A Man Who Can Teach Us Much About Gratitude

“No onight2ane is as capable of gratitude as one who has emerged from the kingdom of night. We know that every moment is a moment of grace, every hour an offering; not to share them would mean to betray them. Our lives no longer belong to us alone; they belong to all those who need us desperately.”

~ Elie Wiesel

These words spoken by a Jewish man born in the Carpathian Mountains of Romania. He was deported by the Hungarian government to Auschwitz with his family at 15. His mother and youngest sister were murdered immediately while he and his father remained and labored at Auschwitz. They were later moved to Buchenwald where he helplessly listened as his father was beaten to death.  When the camp was liberated in April 1945 he was 16 1/2 years old.  

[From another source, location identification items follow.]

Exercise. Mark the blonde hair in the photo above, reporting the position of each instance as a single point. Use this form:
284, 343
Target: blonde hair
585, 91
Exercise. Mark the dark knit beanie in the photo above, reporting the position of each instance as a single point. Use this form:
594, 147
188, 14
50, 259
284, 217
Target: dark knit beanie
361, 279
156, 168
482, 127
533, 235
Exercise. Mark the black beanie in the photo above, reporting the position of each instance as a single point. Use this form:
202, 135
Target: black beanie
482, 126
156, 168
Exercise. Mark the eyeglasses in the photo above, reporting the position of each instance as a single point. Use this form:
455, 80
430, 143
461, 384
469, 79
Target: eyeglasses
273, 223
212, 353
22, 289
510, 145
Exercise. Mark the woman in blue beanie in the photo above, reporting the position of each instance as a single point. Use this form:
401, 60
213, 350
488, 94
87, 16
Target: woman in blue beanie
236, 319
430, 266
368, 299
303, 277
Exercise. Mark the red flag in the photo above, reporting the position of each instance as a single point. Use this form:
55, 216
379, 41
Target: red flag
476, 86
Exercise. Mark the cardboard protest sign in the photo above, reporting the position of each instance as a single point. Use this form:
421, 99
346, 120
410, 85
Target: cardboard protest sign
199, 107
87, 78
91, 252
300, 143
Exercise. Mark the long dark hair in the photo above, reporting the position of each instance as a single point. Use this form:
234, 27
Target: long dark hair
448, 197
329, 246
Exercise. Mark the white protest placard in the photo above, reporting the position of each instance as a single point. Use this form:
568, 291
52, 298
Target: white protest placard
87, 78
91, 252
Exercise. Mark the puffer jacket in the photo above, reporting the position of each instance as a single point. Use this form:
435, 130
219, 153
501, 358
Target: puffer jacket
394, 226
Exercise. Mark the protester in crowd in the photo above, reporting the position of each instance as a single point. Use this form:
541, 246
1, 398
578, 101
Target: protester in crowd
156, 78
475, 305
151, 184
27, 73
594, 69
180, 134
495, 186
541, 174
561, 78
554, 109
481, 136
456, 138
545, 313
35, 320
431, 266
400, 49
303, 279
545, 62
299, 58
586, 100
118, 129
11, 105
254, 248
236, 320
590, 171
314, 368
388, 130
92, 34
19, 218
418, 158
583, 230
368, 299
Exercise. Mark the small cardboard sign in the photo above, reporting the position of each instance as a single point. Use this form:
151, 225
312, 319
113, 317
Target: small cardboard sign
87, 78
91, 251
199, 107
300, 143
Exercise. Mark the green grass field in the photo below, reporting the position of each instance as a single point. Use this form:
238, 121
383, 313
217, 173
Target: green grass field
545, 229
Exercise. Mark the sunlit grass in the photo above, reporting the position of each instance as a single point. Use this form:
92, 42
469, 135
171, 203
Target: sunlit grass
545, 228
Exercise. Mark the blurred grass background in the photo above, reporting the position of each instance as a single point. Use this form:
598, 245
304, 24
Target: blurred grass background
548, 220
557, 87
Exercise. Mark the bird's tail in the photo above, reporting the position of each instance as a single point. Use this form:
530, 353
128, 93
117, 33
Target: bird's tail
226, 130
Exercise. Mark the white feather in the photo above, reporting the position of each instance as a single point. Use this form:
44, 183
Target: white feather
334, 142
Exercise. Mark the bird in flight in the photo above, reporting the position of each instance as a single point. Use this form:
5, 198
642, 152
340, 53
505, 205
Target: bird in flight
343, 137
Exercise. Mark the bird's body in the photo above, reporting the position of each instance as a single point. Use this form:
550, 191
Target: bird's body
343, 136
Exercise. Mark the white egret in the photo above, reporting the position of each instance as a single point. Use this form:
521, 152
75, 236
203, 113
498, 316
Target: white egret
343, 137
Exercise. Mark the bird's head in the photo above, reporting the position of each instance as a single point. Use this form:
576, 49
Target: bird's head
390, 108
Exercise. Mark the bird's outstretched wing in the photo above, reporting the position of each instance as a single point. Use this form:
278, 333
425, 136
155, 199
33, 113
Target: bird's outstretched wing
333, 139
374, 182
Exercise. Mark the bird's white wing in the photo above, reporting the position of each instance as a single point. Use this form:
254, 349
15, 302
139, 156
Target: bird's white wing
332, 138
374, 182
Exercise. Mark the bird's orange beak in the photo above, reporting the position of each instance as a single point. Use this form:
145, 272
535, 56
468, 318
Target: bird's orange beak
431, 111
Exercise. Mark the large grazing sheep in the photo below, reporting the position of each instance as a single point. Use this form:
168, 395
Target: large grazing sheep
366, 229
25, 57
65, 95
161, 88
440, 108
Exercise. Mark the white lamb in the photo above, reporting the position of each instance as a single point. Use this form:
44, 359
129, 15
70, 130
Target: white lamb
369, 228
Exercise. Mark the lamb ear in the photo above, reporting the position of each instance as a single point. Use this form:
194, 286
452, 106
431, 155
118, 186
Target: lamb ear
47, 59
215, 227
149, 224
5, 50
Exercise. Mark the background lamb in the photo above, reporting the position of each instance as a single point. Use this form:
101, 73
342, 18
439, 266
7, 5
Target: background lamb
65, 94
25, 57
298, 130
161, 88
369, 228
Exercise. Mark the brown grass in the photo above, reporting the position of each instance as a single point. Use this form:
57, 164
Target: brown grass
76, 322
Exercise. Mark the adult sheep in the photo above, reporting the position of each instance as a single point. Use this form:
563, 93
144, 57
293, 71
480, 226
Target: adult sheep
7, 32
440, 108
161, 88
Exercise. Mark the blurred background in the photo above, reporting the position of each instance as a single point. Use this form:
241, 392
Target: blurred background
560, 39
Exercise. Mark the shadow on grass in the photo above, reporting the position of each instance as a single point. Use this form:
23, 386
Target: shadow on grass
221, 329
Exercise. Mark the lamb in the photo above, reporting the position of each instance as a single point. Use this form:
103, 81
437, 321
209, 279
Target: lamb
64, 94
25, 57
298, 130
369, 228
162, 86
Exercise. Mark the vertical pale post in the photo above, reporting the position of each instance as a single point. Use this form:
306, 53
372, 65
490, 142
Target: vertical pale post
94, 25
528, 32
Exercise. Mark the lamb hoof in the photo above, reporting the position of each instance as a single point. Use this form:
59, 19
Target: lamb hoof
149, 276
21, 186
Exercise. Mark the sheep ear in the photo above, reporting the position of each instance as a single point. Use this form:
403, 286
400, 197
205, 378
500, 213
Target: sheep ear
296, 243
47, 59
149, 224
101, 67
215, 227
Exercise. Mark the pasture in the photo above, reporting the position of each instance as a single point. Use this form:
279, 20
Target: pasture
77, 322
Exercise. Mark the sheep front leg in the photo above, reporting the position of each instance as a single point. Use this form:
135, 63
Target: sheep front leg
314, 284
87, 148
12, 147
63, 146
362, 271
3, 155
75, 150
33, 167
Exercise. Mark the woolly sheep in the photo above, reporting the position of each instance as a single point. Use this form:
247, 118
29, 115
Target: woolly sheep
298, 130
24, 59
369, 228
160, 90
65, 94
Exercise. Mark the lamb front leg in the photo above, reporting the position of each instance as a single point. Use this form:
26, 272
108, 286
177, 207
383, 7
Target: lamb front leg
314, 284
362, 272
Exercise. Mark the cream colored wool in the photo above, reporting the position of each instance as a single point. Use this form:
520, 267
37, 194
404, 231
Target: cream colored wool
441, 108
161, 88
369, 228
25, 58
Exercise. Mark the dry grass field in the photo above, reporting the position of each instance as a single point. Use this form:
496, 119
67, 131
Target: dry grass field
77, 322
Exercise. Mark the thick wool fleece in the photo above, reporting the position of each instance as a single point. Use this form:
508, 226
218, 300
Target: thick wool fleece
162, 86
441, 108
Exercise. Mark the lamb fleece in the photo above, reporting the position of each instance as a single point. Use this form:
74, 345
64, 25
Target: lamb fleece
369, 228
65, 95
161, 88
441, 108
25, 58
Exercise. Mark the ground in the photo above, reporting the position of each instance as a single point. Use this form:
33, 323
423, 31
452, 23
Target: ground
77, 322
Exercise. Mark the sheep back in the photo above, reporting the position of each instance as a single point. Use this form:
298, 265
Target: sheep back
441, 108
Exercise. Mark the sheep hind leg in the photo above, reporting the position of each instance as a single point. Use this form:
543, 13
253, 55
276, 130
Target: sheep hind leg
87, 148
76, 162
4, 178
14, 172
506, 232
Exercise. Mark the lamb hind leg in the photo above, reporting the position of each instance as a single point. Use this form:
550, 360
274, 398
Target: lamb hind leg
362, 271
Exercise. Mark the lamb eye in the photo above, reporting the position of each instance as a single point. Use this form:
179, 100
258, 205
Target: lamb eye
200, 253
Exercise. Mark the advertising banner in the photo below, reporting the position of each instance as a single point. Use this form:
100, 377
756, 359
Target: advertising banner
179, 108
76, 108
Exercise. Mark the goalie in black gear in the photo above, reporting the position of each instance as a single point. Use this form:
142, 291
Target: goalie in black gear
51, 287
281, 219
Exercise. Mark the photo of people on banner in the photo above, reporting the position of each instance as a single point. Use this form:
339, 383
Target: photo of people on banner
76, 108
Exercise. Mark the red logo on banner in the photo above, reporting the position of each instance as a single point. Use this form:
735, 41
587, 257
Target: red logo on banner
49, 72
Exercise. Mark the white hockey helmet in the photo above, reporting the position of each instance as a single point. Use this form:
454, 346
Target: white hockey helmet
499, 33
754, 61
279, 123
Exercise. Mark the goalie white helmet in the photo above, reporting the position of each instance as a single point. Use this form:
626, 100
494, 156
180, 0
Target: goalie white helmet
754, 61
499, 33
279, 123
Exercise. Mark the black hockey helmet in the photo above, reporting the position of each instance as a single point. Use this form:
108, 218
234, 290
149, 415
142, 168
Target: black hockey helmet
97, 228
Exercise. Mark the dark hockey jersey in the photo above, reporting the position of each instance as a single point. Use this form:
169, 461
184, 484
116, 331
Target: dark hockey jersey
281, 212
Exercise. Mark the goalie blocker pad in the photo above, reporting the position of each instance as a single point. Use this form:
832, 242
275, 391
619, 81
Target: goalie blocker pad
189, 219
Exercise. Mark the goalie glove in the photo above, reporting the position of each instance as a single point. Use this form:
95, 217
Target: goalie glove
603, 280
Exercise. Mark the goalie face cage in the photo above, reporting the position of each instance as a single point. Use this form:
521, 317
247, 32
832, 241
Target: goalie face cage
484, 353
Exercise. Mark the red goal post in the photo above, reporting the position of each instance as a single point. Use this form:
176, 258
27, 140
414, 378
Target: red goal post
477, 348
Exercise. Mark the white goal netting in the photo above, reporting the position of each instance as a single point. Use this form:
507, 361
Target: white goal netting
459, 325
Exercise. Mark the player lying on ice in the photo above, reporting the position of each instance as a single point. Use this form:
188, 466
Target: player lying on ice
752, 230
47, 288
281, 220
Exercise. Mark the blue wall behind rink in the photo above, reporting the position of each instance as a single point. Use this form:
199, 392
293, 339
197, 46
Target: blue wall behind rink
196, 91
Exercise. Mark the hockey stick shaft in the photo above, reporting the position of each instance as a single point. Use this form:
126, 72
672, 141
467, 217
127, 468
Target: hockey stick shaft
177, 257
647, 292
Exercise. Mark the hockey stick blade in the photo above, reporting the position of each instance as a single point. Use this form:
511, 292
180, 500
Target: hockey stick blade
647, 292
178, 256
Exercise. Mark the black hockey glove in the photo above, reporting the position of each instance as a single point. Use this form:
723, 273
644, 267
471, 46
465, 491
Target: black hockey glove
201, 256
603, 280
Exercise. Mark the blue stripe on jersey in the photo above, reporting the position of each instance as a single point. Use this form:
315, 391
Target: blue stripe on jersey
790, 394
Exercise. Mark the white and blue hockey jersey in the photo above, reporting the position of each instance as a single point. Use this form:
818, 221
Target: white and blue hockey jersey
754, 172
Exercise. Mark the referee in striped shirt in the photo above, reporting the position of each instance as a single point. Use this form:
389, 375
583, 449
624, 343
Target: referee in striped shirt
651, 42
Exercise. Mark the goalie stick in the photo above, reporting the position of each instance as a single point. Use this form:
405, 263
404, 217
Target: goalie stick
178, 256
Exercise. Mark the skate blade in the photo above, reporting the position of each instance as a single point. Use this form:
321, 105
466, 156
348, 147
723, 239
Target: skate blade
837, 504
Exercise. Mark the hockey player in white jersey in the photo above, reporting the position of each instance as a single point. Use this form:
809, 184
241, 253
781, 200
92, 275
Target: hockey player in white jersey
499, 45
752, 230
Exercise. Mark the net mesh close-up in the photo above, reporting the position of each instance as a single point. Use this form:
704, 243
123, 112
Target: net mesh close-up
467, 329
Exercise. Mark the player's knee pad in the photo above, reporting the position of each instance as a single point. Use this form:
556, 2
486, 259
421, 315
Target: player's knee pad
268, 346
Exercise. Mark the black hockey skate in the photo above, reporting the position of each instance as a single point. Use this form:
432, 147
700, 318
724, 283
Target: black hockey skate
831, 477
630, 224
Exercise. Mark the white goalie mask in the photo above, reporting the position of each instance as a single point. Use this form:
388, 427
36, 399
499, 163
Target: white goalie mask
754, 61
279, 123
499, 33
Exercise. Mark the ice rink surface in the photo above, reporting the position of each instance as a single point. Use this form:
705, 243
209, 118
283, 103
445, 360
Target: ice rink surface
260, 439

Elie Wiesel spent the rest of his life fighting against injustice and man’s inhumanity to his fellow man. In 1986 he was awarded the Nobel Peace Prize. Along with the quote above in his acceptance speech he says:

“I remember: it happened yesterday or eternities ago. A young Jewish boy discovered the kingdom of night. I remember his bewilderment, I remember his anguish. It all happened so fast. The ghetto. The deportation. The sealed cattle car. The fiery altar upon which the history of our people and the future of mankind were meant to be sacrificed”

In his 1999 book “Perils  of Indifference,” he says;

“Gratitude is a word that I cherish. Gratitude is what defines the happiness and humanity of the human being.”